There’s a good reason for that: U.S. Copyright law gives Dymo a powerful tool to intimidate commercial rivals who help us escape from label-jail. Section 1201 of the Digital Millennium Copyright Act exposes those rivals to $500,000 in fines and a five-year prison sentence for trafficking in tools that bypass an “access control” for a copyrighted work, like the firmware on a Dymo printer. While it’s not clear that a judge would rule in Dymo’s favor, very few commercial operators are willing to take the risk when the stakes are that high. That’s why we’re suing to overturn Section 1201.

The law moves slowly, and bad ideas can travel around an industry like a virus. So far, Dymo’s alone in putting DRM in paper. Its rivals, like Zebra and MFLabel, still make printers that let you decide whose labels you want to buy.

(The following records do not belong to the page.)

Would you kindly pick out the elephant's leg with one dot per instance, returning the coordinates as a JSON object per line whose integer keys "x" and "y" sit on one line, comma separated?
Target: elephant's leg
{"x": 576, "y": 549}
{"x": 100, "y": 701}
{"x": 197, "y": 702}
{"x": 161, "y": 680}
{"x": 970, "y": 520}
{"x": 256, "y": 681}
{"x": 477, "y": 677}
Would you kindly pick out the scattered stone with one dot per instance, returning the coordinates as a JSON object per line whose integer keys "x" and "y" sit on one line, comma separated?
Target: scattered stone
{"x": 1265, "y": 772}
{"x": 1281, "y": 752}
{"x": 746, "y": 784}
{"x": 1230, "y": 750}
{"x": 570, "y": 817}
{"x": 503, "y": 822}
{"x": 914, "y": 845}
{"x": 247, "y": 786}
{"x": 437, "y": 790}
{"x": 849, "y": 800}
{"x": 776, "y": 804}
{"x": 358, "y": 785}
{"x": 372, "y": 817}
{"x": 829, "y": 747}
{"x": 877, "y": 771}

These printers aren’t cheap - $110-$120 - but they’re also not so expensive that they constitute the majority of the operating costs of owning one. Over the life of one of these printers, you can expect to spend far more on labels than on your printer.

That means that the smart move for a Dymo 550 and (Dymo 5XL) owner is to throw it away and buy a competing model from a competitor. Even after you eat the cost of your Dymo product, you’ll still save money in the long run.

Dymo is trying something unprecedented here. DRM in paper is such an abysmal, abusive idea that we should all recoil from it. Dymo’s betting that people who get suckered into buying its latest models will shrug and take it. But we don’t have to do that. Dymo has lots of competition, and it is vulnerable to bad publicity. This is one of those rare moments where a terrible plan is being hatched and we have the chance to stake it through the heart before it can reproduce.